A forward_iterator has all capabilities of an input_iterator and additionally supports:

• multiple passes over the same elements
• revisiting elements in the same order

6. bidirectional_iterator

A bidirectional_iterator has all capabilities of a forward_iterator and additionally supports:

• moving backward as well as forward

7. random_access_iterator

A random_access_iterator has all capabilities of a bidirectional_iterator and additionally supports:

• constant‑time jumps to any position
• indexing with it[n]

8. contiguous_iterator

A contiguous_iterator has all capabilities of a random_access_iterator and additionally guarantees that the elements it refers to occupy adjacent addresses in the program’s abstract address space.

When the iterator refers to a real element (not the end position), the following holds:

::std::to_address(it + 1) == ::std::to_address(it) + 1

Pointers as contiguous_iterators

Pointers to object types (such as int* or char*) are the canonical example of contiguous_iterators.

However, not all pointers are iterators:

• void* cannot be incremented or dereferenced as an element type
• function pointers cannot be incremented or dereferenced

Example: ::fast_io::vector<int>::iterator

void analyze_vector_iterator(::fast_io::vector<int>::iterator it)
{
    if constexpr(::std::contiguous_iterator<decltype(it)>)
        print("vector::iterator is a contiguous iterator\n");

    if constexpr(::std::random_access_iterator<decltype(it)>)
        print("vector::iterator is a random_access iterator\n");

    if constexpr(::std::bidirectional_iterator<decltype(it)>)
        print("vector::iterator is a bidirectional iterator\n");

    if constexpr(::std::forward_iterator<decltype(it)>)
        print("vector::iterator is a forward iterator\n");

    if constexpr(::std::input_iterator<decltype(it)>)
        print("vector::iterator is an input iterator\n");

    if constexpr(::std::output_iterator<decltype(it), int>)
        print("vector::iterator is an output iterator for int\n");
}

9. output_iterator (separate branch)

An output_iterator is the writable counterpart of an input_iterator. It allows writing elements but does not require reading from the iterator.
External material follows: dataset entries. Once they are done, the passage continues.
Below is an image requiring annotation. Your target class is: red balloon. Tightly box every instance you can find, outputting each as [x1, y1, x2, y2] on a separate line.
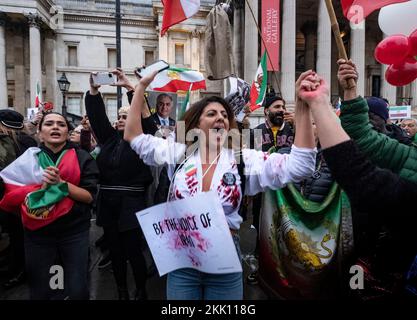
[385, 57, 417, 87]
[375, 35, 410, 64]
[408, 29, 417, 56]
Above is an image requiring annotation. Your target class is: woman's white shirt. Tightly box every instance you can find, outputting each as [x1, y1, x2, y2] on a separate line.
[130, 134, 317, 230]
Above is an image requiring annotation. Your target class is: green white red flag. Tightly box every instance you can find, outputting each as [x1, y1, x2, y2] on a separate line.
[250, 52, 268, 111]
[161, 0, 200, 36]
[177, 84, 193, 121]
[149, 67, 206, 92]
[0, 148, 80, 230]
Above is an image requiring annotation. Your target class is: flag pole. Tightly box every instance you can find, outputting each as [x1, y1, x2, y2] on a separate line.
[325, 0, 356, 88]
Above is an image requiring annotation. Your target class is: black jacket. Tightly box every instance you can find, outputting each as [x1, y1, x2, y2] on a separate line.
[25, 142, 99, 237]
[255, 122, 294, 152]
[85, 92, 152, 187]
[323, 141, 417, 272]
[85, 92, 157, 231]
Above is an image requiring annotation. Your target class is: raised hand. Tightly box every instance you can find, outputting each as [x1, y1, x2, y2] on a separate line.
[298, 75, 330, 107]
[43, 167, 62, 185]
[139, 71, 158, 89]
[80, 115, 91, 131]
[111, 68, 134, 91]
[90, 72, 100, 95]
[337, 59, 358, 90]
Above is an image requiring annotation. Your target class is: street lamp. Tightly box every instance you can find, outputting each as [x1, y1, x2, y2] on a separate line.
[58, 72, 71, 119]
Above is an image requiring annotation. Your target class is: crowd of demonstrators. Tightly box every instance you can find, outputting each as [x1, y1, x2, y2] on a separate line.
[0, 110, 37, 288]
[0, 112, 99, 300]
[266, 116, 344, 299]
[0, 60, 417, 300]
[302, 60, 417, 300]
[85, 69, 156, 300]
[366, 97, 412, 145]
[247, 95, 295, 284]
[124, 70, 316, 300]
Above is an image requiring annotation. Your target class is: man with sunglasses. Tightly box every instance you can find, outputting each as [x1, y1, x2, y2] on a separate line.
[152, 93, 175, 127]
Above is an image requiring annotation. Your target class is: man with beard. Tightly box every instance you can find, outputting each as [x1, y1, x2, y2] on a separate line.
[247, 95, 294, 284]
[255, 95, 294, 152]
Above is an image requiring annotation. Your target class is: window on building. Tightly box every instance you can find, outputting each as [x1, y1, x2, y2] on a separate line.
[105, 97, 117, 125]
[145, 50, 155, 66]
[68, 46, 78, 67]
[107, 48, 117, 69]
[175, 44, 184, 65]
[67, 96, 82, 116]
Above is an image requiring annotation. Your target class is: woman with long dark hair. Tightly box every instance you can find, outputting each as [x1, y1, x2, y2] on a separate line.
[0, 109, 37, 289]
[0, 112, 98, 300]
[124, 74, 316, 299]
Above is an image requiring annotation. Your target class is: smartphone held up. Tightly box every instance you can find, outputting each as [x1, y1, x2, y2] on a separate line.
[135, 60, 169, 78]
[92, 72, 117, 86]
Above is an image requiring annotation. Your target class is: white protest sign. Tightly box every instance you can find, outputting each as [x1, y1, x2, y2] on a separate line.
[136, 191, 242, 276]
[389, 106, 411, 120]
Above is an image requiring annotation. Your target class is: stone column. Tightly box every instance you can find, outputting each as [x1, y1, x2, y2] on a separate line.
[233, 0, 245, 78]
[350, 21, 367, 97]
[13, 24, 26, 114]
[191, 29, 201, 103]
[301, 21, 317, 70]
[381, 64, 397, 105]
[45, 30, 57, 105]
[316, 0, 332, 85]
[27, 14, 42, 107]
[0, 12, 8, 109]
[381, 34, 397, 105]
[281, 0, 297, 105]
[244, 0, 259, 83]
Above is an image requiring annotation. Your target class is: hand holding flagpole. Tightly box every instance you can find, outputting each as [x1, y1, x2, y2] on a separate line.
[325, 0, 356, 88]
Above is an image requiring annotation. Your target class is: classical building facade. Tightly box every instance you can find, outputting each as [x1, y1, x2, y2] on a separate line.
[0, 0, 417, 125]
[242, 0, 417, 125]
[0, 0, 219, 120]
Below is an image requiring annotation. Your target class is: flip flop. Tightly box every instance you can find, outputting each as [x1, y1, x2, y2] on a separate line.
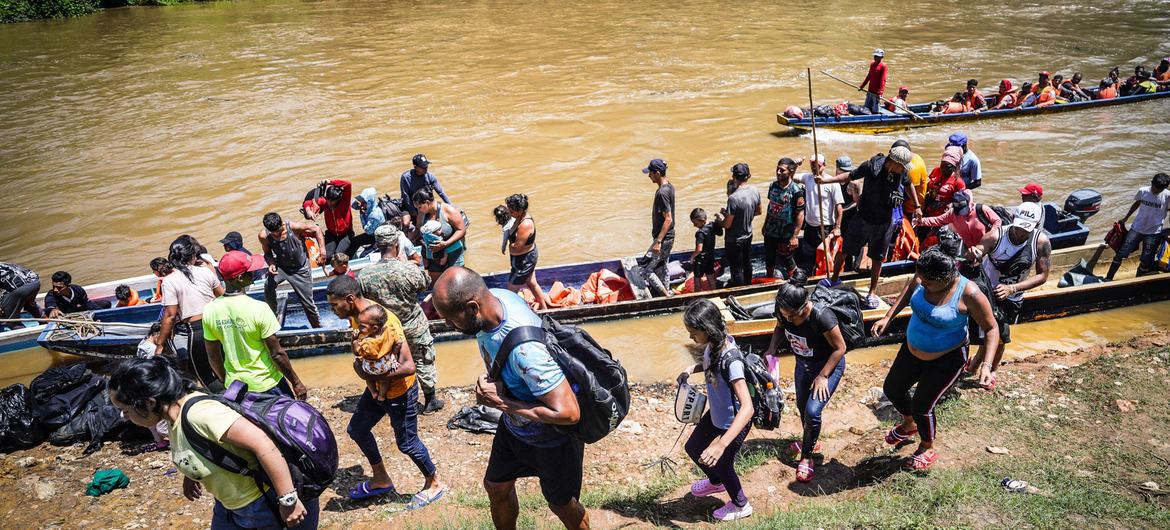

It is not part of the readable hierarchy.

10. Detecting iterator categories with if constexpr

void analyze_iterator(int* it)
{
    if constexpr(::std::contiguous_iterator<decltype(it)>)
        print("pointer is a contiguous iterator\n");

    if constexpr(::std::random_access_iterator<decltype(it)>)
        print("pointer is a random_access iterator\n");

    if constexpr(::std::bidirectional_iterator<decltype(it)>)
        print("pointer is a bidirectional iterator\n");

    if constexpr(::std::forward_iterator<decltype(it)>)
        print("pointer is a forward iterator\n");

    if constexpr(::std::input_iterator<decltype(it)>)
        print("pointer is an input iterator\n");

    if constexpr(::std::output_iterator<decltype(it), int>)
        print("pointer is an output iterator for int\n");
}

Key takeaways

• input_or_output_iterator is the root concept.
• The readable hierarchy goes from input_iterator up to contiguous_iterator.
• output_iterator is a separate writable branch.
• Pointers to object types are contiguous_iterators.
• void* and function pointers are not iterators.
• Ranges produce iterators; iterators represent positions.